For most patients requiring appetite stimulation, megestrol acetate 400-800 mg daily is the first-line pharmacological option, with approximately 1 in 4 patients experiencing improved appetite and 1 in 12 achieving modest weight gain. 1, 2

First-Line Pharmacological Options

Megestrol Acetate (Primary Recommendation)

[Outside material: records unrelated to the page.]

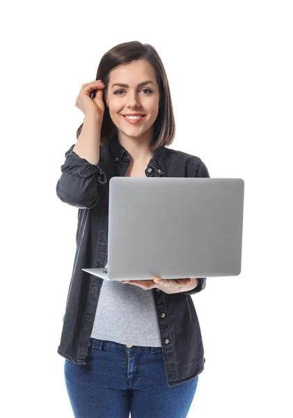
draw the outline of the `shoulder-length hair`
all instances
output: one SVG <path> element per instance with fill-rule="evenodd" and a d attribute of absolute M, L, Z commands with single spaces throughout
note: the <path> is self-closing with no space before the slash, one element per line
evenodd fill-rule
<path fill-rule="evenodd" d="M 105 84 L 103 89 L 103 101 L 105 111 L 101 128 L 101 145 L 106 145 L 117 134 L 117 127 L 113 123 L 109 108 L 106 105 L 105 95 L 108 91 L 109 72 L 116 67 L 129 63 L 138 59 L 148 61 L 154 68 L 159 90 L 160 104 L 159 113 L 154 123 L 154 138 L 150 143 L 152 150 L 172 144 L 175 138 L 175 124 L 170 93 L 169 84 L 163 63 L 156 49 L 150 44 L 143 44 L 134 40 L 116 45 L 106 52 L 100 62 L 95 79 L 102 79 Z M 96 91 L 92 93 L 95 98 Z M 78 139 L 83 127 L 82 123 L 77 131 Z"/>

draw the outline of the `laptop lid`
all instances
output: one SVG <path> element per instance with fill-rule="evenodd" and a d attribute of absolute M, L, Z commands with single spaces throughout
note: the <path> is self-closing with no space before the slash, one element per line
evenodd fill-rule
<path fill-rule="evenodd" d="M 238 275 L 244 191 L 241 178 L 113 177 L 109 279 Z"/>

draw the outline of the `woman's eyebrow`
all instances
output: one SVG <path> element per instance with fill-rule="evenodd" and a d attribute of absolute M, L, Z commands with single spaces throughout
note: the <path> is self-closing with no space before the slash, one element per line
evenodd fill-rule
<path fill-rule="evenodd" d="M 148 82 L 143 82 L 142 83 L 139 83 L 139 84 L 137 85 L 137 87 L 140 87 L 141 86 L 144 86 L 145 84 L 148 84 L 149 83 L 150 83 L 151 84 L 155 84 L 151 82 L 150 80 L 148 81 Z M 112 88 L 114 86 L 118 86 L 119 87 L 129 87 L 128 84 L 124 84 L 123 83 L 114 83 L 114 84 L 112 84 Z"/>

  • Start with 400-800 mg daily as the most effective first-line agent for appetite stimulation 1, 2
  • The minimum effective dose is 160 mg/day, with optimal dosing between 160-480 mg/day; doses above 480 mg/day show no additional benefit 2
  • Expected outcomes: approximately 25% of patients will experience improved appetite and 8% will achieve modest weight gain 3, 1, 2
  • Critical safety concerns require careful patient selection: 1 in 6 patients will develop thromboembolic events, 1 in 23 will die, and fluid retention is common 3, 2
  • Additional adverse effects include edema, impotence, vaginal spotting, and adrenal suppression 4
  • May attenuate benefits of resistance training, causing smaller gains or deterioration in muscle strength and functional performance 4

Dexamethasone (Alternative for Rapid Effect)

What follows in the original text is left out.